In definitiva, la perdita di appetito può persino ridurre la sensazione di fame: se qualcuno non mangia da molto tempo e non ha appetito, raramente avrà fame. L'organismo si abitua al minore apporto energetico. Tuttavia, la perdita di appetito dovuta allo stress è spesso solo temporanea.

Il fatto che così tante persone anziane abbiano poco appetito è tra l’altro dovuto probabilmente, tra l’altro, a un calo del senso del gusto e dell’olfatto.

Perdita di appetito dovuta ai farmaci

Perdita di appetito: quali malattie potrebbero esserci dietro?

La perdita di appetito e la perdita di peso accompagnano anche molte malattie. Sia i disturbi fisici che quelli psicologici possono rendere la perdita di appetito una condizione permanente. Il pericolo in questo caso è che la persona colpita diventi sottopeso o addirittura muoia di fame, come nel caso di alcune anoressiche.
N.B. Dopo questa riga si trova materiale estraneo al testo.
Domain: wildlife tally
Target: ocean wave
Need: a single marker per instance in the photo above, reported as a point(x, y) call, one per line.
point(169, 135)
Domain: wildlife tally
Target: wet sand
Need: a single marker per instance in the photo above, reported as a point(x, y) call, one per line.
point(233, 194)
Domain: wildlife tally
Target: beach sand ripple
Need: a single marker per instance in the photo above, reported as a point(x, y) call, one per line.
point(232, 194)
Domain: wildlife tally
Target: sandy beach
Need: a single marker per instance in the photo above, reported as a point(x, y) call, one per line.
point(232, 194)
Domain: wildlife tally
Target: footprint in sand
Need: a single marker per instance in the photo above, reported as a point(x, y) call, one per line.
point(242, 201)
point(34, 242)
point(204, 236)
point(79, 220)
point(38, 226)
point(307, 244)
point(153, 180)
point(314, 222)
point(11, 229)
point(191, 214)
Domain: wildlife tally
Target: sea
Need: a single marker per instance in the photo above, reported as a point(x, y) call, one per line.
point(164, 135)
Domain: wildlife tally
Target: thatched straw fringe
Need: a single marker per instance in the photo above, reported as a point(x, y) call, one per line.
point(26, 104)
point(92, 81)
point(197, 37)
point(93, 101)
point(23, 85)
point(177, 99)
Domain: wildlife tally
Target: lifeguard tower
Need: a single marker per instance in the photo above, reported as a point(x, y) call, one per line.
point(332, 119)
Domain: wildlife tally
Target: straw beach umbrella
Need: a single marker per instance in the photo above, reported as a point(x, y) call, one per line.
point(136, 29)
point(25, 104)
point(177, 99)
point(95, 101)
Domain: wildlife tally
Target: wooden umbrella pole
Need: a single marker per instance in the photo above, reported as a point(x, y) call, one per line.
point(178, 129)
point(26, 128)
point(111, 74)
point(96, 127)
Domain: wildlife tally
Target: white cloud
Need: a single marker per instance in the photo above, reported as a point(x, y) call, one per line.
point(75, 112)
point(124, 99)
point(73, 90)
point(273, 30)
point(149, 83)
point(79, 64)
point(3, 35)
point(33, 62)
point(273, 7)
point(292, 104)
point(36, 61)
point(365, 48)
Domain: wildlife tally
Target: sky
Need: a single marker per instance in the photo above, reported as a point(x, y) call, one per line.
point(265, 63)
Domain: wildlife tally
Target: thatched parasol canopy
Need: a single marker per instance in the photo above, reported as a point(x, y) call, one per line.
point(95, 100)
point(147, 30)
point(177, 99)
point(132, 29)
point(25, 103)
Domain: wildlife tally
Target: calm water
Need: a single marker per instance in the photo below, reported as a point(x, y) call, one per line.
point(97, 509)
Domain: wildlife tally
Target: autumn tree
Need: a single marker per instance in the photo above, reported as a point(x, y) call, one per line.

Le seguenti malattie possono avere come sintomo la perdita di appetito:

Infiammazioni nella zona della bocca e della gola

Malattie degli organi digestivi

Molte malattie dello stomaco, dell’intestino, del fegato e della cistifellea causano perdita di appetito, insieme a numerosi altri sintomi.

  • Infiammazione della mucosa gastrica (gastrite): solitamente il batterio Helicobater pylori provoca l'infiammazione della mucosa gastrica. Mal di stomaco, perdita di appetito fino al vomito, feci catramose (sangue nelle feci) e sanguinamento dello stomaco sono segni comuni.
  • Stomaco irritabile (dispepsia funzionale): i sintomi tipici sono dolori di stomaco ricorrenti con perdita di appetito, bruciore di stomaco, diarrea, vomito e altri disturbi digestivi senza causa apparente. In questo caso possono giocare un ruolo fattori psicologici, disturbi della motilità gastrica, una maggiore sensibilità dello stomaco all'acido gastrico o una dieta/stile di vita non sano.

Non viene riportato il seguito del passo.